Greek and student leaders met in Kim’s office yesterday to begin to develop a system of harm-reduction, Spears said, explaining that encouraging safer drinking is critical to ensuring a positive Greek system.
“My greatest fear is that as acting Dean of the College, that I will ever have to pick up the phone and call a parent and tell them their son or daughter has died of alcohol poisoning,” Spears said.
Leaders are currently formulating a plan to address the issue, she said, which may be available by the end of the week. The College officials are primarily concerned that students may feel they cannot call for help when a peer is dangerously intoxicated, Spears said.
“Anything that could preclude students from picking up the phone when a friend is in need of medical attention is a concern,” she said.
Gottlieb commended Giaccone’s announcement, but stressed that Greek organizations will still attempt to address Hanover Police’s concerns.

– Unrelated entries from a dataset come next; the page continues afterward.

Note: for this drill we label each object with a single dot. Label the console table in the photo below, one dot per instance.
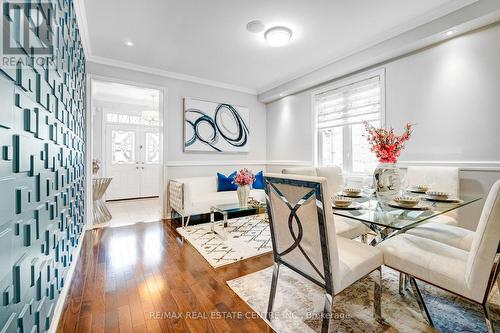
(101, 212)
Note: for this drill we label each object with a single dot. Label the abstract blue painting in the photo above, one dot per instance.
(215, 127)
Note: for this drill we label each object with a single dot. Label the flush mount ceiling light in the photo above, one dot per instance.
(278, 36)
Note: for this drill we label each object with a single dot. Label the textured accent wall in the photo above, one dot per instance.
(42, 144)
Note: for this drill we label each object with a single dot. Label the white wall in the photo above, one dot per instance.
(181, 164)
(450, 91)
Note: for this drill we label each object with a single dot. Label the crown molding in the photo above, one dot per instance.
(420, 20)
(473, 16)
(167, 74)
(81, 17)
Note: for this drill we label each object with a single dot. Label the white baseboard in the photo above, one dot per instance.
(64, 293)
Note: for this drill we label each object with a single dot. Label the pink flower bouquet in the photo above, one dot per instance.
(244, 177)
(385, 144)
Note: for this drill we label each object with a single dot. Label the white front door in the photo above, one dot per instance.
(133, 159)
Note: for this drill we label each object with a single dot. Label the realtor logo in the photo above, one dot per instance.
(27, 31)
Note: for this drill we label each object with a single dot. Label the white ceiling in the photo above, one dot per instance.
(124, 94)
(208, 38)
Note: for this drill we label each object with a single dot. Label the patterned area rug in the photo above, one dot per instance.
(298, 305)
(248, 237)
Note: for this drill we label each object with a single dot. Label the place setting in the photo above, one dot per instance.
(408, 202)
(351, 192)
(441, 197)
(344, 202)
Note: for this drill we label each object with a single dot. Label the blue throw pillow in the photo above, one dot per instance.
(226, 183)
(258, 184)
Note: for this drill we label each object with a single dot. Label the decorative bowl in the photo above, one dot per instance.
(422, 187)
(341, 201)
(352, 191)
(438, 195)
(407, 201)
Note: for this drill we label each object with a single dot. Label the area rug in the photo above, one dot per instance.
(248, 237)
(299, 303)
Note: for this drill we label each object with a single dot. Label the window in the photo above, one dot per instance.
(122, 147)
(340, 111)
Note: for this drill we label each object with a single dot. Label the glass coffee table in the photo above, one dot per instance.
(387, 221)
(227, 209)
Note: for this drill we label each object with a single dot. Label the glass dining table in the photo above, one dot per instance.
(387, 221)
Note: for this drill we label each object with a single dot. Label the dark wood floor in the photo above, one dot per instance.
(144, 278)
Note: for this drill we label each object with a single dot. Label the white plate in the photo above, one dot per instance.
(353, 205)
(419, 206)
(342, 194)
(416, 190)
(449, 199)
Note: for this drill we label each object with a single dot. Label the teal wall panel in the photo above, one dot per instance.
(42, 167)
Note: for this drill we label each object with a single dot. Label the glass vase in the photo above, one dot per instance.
(387, 181)
(243, 193)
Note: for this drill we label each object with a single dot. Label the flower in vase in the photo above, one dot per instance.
(386, 145)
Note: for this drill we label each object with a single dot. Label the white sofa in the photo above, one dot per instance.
(195, 195)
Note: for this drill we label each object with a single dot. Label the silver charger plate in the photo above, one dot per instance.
(419, 206)
(455, 200)
(353, 205)
(343, 194)
(416, 190)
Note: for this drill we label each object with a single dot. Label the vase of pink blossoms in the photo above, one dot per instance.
(387, 147)
(244, 179)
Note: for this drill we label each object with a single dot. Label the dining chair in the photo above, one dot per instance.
(304, 240)
(345, 227)
(470, 274)
(443, 179)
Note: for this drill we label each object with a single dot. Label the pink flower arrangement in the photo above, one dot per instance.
(244, 177)
(385, 144)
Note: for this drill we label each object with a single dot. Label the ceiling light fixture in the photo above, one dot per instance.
(278, 36)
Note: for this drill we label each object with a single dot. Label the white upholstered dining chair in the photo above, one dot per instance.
(304, 240)
(345, 227)
(470, 274)
(443, 179)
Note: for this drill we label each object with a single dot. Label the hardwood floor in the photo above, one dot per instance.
(144, 278)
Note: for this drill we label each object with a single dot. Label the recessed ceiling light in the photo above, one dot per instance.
(278, 36)
(255, 26)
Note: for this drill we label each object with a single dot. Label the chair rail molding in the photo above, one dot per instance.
(462, 165)
(290, 162)
(178, 164)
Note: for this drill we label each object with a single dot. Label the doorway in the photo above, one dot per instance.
(127, 148)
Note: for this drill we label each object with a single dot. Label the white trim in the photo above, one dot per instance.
(290, 163)
(163, 120)
(352, 79)
(81, 18)
(168, 74)
(178, 164)
(420, 20)
(462, 165)
(64, 292)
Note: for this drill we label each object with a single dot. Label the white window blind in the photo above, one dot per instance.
(340, 113)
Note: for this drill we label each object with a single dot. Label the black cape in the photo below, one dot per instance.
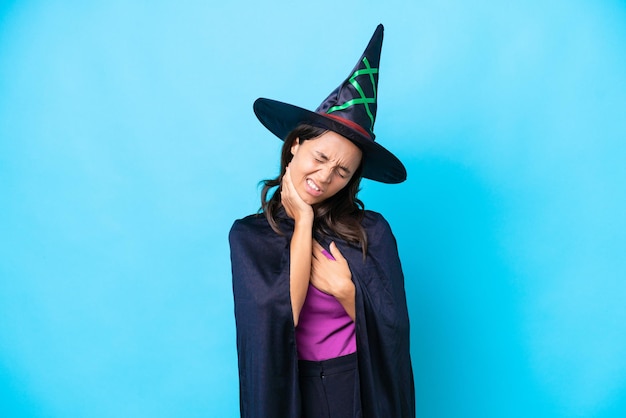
(266, 344)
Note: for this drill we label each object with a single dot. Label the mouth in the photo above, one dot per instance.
(313, 188)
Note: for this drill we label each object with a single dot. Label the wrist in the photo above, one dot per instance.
(346, 291)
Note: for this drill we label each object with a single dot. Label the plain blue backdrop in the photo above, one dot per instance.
(128, 146)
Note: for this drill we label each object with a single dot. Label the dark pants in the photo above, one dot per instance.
(330, 388)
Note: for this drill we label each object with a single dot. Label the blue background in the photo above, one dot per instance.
(128, 146)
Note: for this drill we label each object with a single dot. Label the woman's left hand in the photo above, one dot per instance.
(331, 276)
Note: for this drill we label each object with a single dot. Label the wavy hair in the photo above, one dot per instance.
(339, 215)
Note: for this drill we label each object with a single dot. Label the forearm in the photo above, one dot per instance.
(300, 265)
(347, 298)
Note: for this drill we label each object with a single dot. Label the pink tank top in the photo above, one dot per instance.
(324, 330)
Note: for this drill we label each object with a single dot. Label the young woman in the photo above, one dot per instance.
(320, 306)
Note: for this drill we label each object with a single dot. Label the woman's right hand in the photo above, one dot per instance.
(295, 207)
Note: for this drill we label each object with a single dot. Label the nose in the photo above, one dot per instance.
(326, 174)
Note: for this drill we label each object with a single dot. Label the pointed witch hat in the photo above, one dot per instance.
(350, 110)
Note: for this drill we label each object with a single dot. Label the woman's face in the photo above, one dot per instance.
(323, 166)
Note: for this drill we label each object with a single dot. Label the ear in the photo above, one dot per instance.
(294, 146)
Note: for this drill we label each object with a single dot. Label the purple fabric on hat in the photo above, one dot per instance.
(324, 330)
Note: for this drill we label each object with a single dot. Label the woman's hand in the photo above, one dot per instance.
(295, 207)
(333, 276)
(300, 246)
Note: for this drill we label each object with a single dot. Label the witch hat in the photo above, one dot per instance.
(350, 110)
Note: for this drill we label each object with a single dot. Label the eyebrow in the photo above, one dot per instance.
(325, 158)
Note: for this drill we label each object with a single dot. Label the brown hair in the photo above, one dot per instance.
(339, 215)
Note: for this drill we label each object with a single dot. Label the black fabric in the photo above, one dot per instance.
(349, 110)
(268, 362)
(330, 388)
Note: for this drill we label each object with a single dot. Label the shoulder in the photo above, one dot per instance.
(375, 223)
(251, 223)
(254, 230)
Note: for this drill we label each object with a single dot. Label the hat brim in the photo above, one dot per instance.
(280, 118)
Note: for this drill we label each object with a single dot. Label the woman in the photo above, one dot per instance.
(320, 307)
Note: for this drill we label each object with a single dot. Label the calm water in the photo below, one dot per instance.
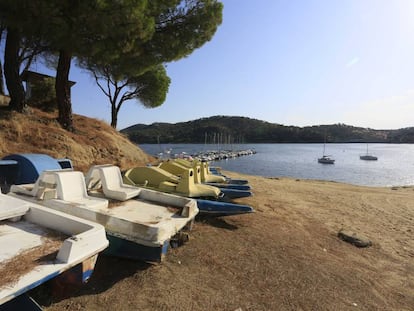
(395, 165)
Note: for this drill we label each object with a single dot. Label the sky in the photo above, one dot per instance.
(291, 62)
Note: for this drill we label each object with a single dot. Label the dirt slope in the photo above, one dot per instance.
(285, 256)
(93, 142)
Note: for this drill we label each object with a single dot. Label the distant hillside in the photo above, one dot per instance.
(245, 130)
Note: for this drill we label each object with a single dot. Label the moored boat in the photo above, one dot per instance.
(368, 157)
(326, 160)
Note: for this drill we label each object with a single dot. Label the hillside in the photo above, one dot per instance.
(93, 142)
(246, 130)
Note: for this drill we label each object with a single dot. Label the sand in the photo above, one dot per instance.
(285, 256)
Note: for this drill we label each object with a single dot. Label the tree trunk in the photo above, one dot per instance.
(1, 80)
(114, 117)
(11, 71)
(1, 67)
(63, 90)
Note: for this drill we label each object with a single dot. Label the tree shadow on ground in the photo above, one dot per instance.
(217, 222)
(108, 271)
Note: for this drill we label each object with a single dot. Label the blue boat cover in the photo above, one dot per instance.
(31, 165)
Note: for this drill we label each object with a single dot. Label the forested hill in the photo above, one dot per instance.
(226, 129)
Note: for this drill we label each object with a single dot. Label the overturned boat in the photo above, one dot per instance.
(140, 223)
(38, 244)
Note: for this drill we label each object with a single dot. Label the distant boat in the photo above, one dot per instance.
(325, 159)
(368, 157)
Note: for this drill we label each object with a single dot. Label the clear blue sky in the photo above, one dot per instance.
(292, 62)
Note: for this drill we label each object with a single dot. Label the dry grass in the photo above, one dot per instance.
(93, 142)
(285, 256)
(13, 269)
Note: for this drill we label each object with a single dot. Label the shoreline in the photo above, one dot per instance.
(285, 256)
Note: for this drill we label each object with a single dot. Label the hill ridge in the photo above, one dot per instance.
(248, 130)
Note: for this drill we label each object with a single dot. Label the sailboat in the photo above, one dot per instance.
(325, 159)
(368, 157)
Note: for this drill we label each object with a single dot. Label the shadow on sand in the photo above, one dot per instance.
(106, 274)
(217, 222)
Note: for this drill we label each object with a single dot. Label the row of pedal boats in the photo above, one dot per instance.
(55, 220)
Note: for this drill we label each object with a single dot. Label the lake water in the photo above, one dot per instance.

“I met with Chief Giaccone this morning, and we discussed it,” he said. “And I just want to say we don’t consider this carte blanche to just go back to the way things were.” Gottlieb said Greek organizations will “reassess” their risk-management policies.
“We’re going to make sure we’re responsible and address the concerns the police raised,” he said.
Hanover Police and town administrators plan to continue working with parties at the College “and will be looking for meaningful change” to come out of the collaboration, according to the release.
“[Giaccone and I] discussed having a recurring meeting for Greek organizations and campus leaders to talk about police concerns,” Gottlieb said. “Kind of more of a check-in on a frequent basis to improve relations between Dartmouth students and Hanover Police.”
Greek and campus leaders are appreciative of Hanover Police’s decision, according to Imamura.
“We’re very pleased that Hanover Police has agreed to work with us,” he said. “They didn’t have to do it.”
Hanover Police’s recent actions – and the Dartmouth community’s response – will encourage an attempt to transform the drinking culture that exists at the College, Spears said.
“The town is certainly in a position where they will want to see change,” she said.
This is a breaking news web update; this article will be updated as more information becomes available.